# Is the 330 the best non M 3 series ever?



## LJS330i (Dec 26, 2001)

Just curious what others think. I believe it to be the best (Non M) 3 series car ever!


----------



## bmwsfca (Jun 30, 2002)

*If I were to do it again.....*

I would probably buy a 330. Sedan or Coupe.....hard to say. At the time, the choices were 323 or 328. Couldn't see spending the extra $7K for a nominal amount of performance gain.

At least there is a significant difference between the two where I would spend the extra bucks for larger motor.


----------



## Nick325xiT 5spd (Dec 24, 2001)

What are you looking for in a 3'er? Performance and comfort? Yeah.

If you're talking about fun, hell no. My old E36 was a LOT more fun. (Notice that I am in no way suggesting that it was faster.)

That said, I am a jealous 325 owner.  I'm still pissed that I couldn't order a 330xiT.


----------



## eugeneDC/TX (Jan 14, 2002)

i have a 325 but looked hard as hell for a 328 in my price range when i bought the car. but 328s were going for almost new prices so....


----------



## Guest (Jul 27, 2002)

Nope. The prior two generations' top of the line non-M cars were both better, IMO, in terms of being FUN. The E30 325is and E36 328is were both a lot more fun. Hell, IMO, the E30 318is was more fun. And I had an E30 318is and a 2001 330i SP 5-spd so I speak from experience.

Your question is ackward as, to me and to most people, the M-cars are considered very visceral and not for everybody. Well, the E46 330 is one of the least visceral 3-series BMWs ever built. Period.

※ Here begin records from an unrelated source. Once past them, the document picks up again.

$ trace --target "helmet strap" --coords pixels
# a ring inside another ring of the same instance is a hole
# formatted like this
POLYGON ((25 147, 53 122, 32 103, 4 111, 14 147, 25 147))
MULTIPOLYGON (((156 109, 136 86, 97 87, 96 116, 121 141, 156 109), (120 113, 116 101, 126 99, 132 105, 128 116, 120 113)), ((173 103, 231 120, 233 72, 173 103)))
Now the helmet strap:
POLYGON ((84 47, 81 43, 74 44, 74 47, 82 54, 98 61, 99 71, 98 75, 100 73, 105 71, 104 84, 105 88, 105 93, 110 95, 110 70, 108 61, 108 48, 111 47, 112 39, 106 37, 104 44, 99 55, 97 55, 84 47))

So, no, it's WAY down the list.


----------



## Llarry (May 17, 2002)

TD makes an excellent point here. The term 'BEST' is very subjective. If you bought a BMW 3 series for luxury or room, then the E46 is best. If the goal is 0 to 60, then the 330 wins. If the goal is driving feel, then one of the older models is probably tops.


----------



## Cliff (Apr 19, 2002)

Heaven forbid someone might actually get excited about their car here in the forum of the living dead :thumbdwn: 

Best ever? I'm not qualified to say. Buyer's remorse? Nope, I'm having fun driving my car.


----------



## Chris330Ci (Jan 23, 2002)

Being this is my first BMW, I don't have anything to compare it to. Of course, I did have the option to buy a CPO e30 or e36. They just don't appeal to me as much. I love to push it as much as the next guy, but I also wanted some luxury as well. So, yes, I'd probably be happier with an e46 M3, but I can't complain! I love my car..! :thumbup:


----------



## LarryN (Dec 24, 2001)

Having owned an E30 325es, a E36 325i, and a E46 323i, I can honestly say that my 330i is the better of the 4. The E30 definitely was a fun car, and I'm kicking myself for trading it in (at teh time) for a $2500 allowance.:yikes: I just didn't like my e36, and didn't think of is as even close to the others I've owned.

So, given _my_ personal experiece, yes...:thumbup:

I'd still love to get my hands on a low mileage E30 325is (if such a thing exists anymore).


----------



## bmwsfca (Jun 30, 2002)

*Can only hope for.....*

BMW to get back closer to it's roots and deliver the cars with a lot of character and driving fun.

I'm not complaining about my E46. It strikes a good balance between fun and luxury. Just a little soft around the edges for my taste. But still good for now.

I've never experienced the fun of an E30. A former bosses, boss has on. I need to pay him a visit in the future and give it a try.

Just a question for those who had the E30, is it close to the Lexus IS's in terms of feel?

Does the current M3 come close to the feel of the E30 in terms of character?

Thanks.


----------



## hts (Dec 19, 2001)

Is the 330 the best non-M 3-series ever?

Yes, without a doubt. Next question.


----------



## nate (Dec 24, 2001)

Everyone knows that the 328Ci is better, especially non-SP models


----------



## Chris330Ci (Jan 23, 2002)

*Re: Can only hope for.....*



bmwsfca said:


> *Just a question for those who had the E30, is it close to the Lexus IS's in terms of feel?*


----------



## AF (Dec 21, 2001)

nate328Ci said:


> *Everyone knows that the 328Ci is better, especially non-SP models  *


Very true :thumbup: :thumbup:

Psst . . . Nate, please mail me that check you promised me for saying this


----------